Abstract
BACKGROUND: Severe acute pancreatitis (SAP) is a serious systemic disease with high mortality. This study aims to investigate the role of the chemokine, fractalkine (FKN), in the pathogenesis of SAP and the effects of intervention by ulinastatin on FKN expression in an SAP rat model.
METHODS: We randomly divided 72 Sprague Dawley rats into the following groups: SAP, ulinastatin treatment (UT), and control (C). The SAP model was induced by retrograde infusion of 4% sodium taurocholate into the bili-pancreatic ducts of the rats. Rats in the UT group were injected with ulinastatin immediately after establishment of the SAP model. Serum FKN levels were detected by ELISA at various time points. Histopathological analyses of the pancreas and lung were performed. Expressions of FKN mRNA in the tissues of the pancreas and lung were detected by real-time fluorescence quantitative polymerase chain reaction (RT-qPCR) at various time points for each group.
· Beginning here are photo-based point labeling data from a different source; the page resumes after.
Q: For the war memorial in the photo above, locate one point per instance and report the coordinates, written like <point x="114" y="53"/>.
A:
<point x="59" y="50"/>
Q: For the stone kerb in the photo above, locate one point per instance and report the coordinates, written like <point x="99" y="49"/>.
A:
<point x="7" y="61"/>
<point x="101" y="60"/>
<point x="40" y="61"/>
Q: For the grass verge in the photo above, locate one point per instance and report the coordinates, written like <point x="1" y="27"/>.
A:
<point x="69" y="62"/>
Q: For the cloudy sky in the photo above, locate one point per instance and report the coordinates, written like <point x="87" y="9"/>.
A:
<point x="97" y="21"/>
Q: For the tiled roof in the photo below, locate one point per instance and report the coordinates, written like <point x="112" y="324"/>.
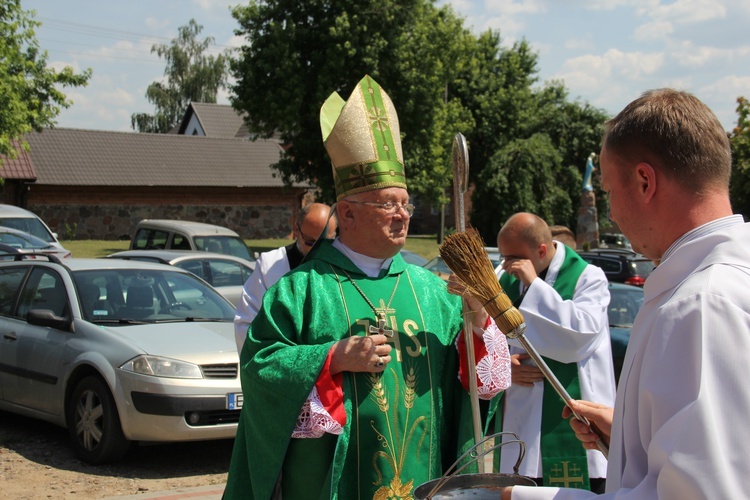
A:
<point x="20" y="167"/>
<point x="74" y="157"/>
<point x="217" y="120"/>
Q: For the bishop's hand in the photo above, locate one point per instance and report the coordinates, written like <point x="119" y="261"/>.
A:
<point x="360" y="354"/>
<point x="479" y="315"/>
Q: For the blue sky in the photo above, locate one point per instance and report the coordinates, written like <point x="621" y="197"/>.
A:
<point x="607" y="52"/>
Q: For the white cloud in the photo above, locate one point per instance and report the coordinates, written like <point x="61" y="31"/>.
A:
<point x="653" y="31"/>
<point x="584" y="43"/>
<point x="512" y="7"/>
<point x="156" y="24"/>
<point x="687" y="11"/>
<point x="624" y="65"/>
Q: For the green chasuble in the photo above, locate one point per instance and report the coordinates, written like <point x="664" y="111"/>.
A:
<point x="402" y="425"/>
<point x="564" y="460"/>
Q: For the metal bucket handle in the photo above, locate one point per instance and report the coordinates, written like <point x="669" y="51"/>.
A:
<point x="476" y="456"/>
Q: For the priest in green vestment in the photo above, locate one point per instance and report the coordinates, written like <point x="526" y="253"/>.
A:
<point x="564" y="303"/>
<point x="350" y="372"/>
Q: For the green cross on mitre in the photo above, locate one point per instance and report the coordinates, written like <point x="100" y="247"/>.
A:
<point x="362" y="137"/>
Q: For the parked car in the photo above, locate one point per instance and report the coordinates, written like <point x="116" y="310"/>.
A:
<point x="624" y="303"/>
<point x="163" y="234"/>
<point x="29" y="244"/>
<point x="226" y="273"/>
<point x="620" y="265"/>
<point x="413" y="258"/>
<point x="19" y="218"/>
<point x="117" y="351"/>
<point x="614" y="240"/>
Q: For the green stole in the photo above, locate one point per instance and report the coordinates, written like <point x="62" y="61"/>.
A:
<point x="564" y="460"/>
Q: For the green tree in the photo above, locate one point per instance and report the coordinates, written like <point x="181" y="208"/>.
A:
<point x="739" y="140"/>
<point x="441" y="78"/>
<point x="192" y="75"/>
<point x="575" y="129"/>
<point x="297" y="53"/>
<point x="30" y="96"/>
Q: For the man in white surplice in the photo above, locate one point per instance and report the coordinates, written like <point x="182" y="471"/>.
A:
<point x="680" y="416"/>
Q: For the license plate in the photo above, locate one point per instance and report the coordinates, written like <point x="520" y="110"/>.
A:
<point x="234" y="401"/>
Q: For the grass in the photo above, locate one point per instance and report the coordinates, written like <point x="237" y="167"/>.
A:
<point x="426" y="246"/>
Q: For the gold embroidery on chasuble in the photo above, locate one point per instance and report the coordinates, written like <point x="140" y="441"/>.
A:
<point x="393" y="410"/>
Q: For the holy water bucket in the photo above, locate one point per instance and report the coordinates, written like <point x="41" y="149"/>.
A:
<point x="484" y="486"/>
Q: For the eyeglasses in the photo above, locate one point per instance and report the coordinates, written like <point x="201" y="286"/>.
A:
<point x="307" y="241"/>
<point x="390" y="207"/>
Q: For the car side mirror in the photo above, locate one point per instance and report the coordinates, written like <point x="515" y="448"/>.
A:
<point x="45" y="317"/>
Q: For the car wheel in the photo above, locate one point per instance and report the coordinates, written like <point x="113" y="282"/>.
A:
<point x="93" y="423"/>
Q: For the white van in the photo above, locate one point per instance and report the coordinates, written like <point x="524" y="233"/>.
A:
<point x="18" y="218"/>
<point x="151" y="234"/>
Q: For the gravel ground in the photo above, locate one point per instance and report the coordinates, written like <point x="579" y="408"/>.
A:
<point x="36" y="461"/>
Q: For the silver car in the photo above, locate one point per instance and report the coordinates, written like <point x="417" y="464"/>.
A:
<point x="226" y="273"/>
<point x="117" y="351"/>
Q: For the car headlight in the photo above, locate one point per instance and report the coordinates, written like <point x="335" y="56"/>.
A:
<point x="162" y="367"/>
RESULTS: Serum levels of FKN at 3 h after surgery in the SAP subgroup were significantly higher than those in the C group (P < 0.05). There were no significant differences between the UT and C groups observed at various time points. Expression levels of FKN mRNA in the pancreatic tissues of the SAP group increased gradually. Although we observed no difference between the SAP and C groups (P > 0.05) at 1 hour h after surgery, mRNA levels of FKN in the lung tissues at 3, 6, and 12 h post-surgery in the SAP subgroups were significantly higher than those in the C group for the same time points (P < 0.05). Pathological injury of the pancreatic tissues was more remarkable in the SAP group compared to the UT group.
CONCLUSION:FKN may play an important role in the pathogenesis of SAP and SAP-related acute lung injury (ALI). Ulinastatin efficiently interferes with SAP and SAP-related ALI and may be related to inhibition of FKN expression.